Pregnancy status: Pregnant, Not Pregnant

Explanation of the numerator
Explanation of the denominator
Strengths and weaknesses

Strengths and Weaknesses.
Strengths. A key strength of this indicator is that it directly measures the coverage of nutrition
assessment and counseling services among PLHIV. The fact that many countries are integrating
nutrition assessment and counseling into national HIV programs attests to the relevance of this
indicator. The practice of conducting nutrition assessment and counseling is occurring more
frequently at the facility level. Therefore, developing systems for collecting, recording, and
reporting such data are becoming priorities for national governments as well as international
donors, making collection and utilization of this indicator increasingly feasible.

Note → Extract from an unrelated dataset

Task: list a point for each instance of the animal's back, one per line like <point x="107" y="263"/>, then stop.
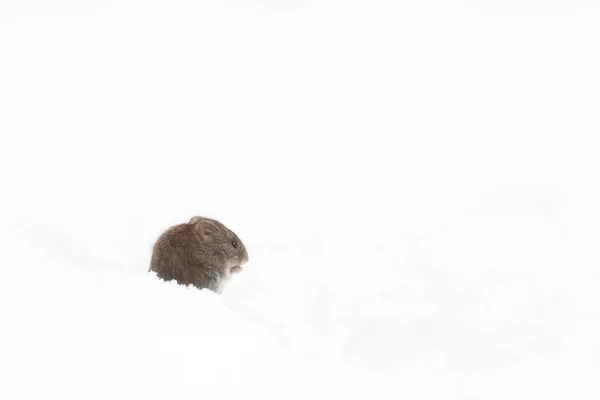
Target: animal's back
<point x="176" y="255"/>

Weaknesses. The prominent weakness of this indicator is that when the proportion is used, the
indicator measures the proportion of assessed clients that also receive counseling (not the
proportion of all clients that receive assessment and counseling). The indicator should
therefore not be interpreted as measuring total coverage of assessment and counseling, but
rather as measuring coverage of assessed clients with counseling.

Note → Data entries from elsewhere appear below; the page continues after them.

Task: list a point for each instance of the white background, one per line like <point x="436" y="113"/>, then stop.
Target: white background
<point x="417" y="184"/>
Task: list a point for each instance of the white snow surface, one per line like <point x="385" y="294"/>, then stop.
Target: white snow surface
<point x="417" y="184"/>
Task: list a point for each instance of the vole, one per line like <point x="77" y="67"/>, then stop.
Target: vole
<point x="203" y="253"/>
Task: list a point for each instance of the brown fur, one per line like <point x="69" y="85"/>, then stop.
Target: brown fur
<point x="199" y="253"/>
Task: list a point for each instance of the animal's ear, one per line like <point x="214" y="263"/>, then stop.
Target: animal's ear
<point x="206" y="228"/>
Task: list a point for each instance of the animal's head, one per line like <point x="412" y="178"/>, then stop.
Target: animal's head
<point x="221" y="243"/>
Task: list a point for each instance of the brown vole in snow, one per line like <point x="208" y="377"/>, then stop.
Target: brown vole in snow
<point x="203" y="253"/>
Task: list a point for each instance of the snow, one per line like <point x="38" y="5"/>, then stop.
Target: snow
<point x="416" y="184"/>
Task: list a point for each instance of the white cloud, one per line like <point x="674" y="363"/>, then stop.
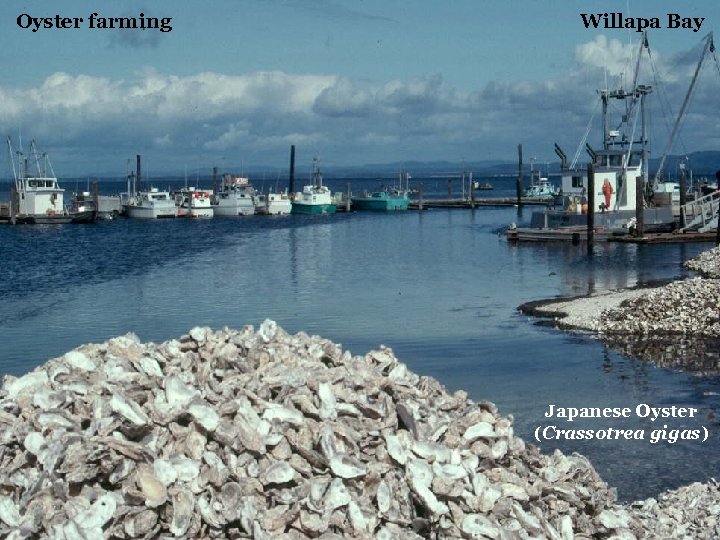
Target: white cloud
<point x="212" y="115"/>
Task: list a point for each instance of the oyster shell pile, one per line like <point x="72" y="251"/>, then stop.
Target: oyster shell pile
<point x="686" y="307"/>
<point x="706" y="263"/>
<point x="261" y="434"/>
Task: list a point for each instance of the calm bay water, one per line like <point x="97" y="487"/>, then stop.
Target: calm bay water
<point x="440" y="287"/>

Additionally, this indicator does not provide information about the quality of the assessment
and counseling beyond meeting the requirements listed above. Quality assurance and
supportive supervision systems should be established and indicators of quality collected to
assess how effectively these services are being implemented. Also, because the intensity of
assessment and counseling and the type of anthropometric assessment applied may vary across
programs, comparisons across programs or countries using this indicator should be interpreted
as comparing coverage of assessment and counseling services, but not necessarily the same
specific services.

Resources required. As an output indicator, the resources required to collect this information
via routine health information systems are tools that allow documentation of the counseling
intervention in the patient record as well as registers, tally sheets, and reporting forms to
facilitate extraction, aggregation, and reporting of the data.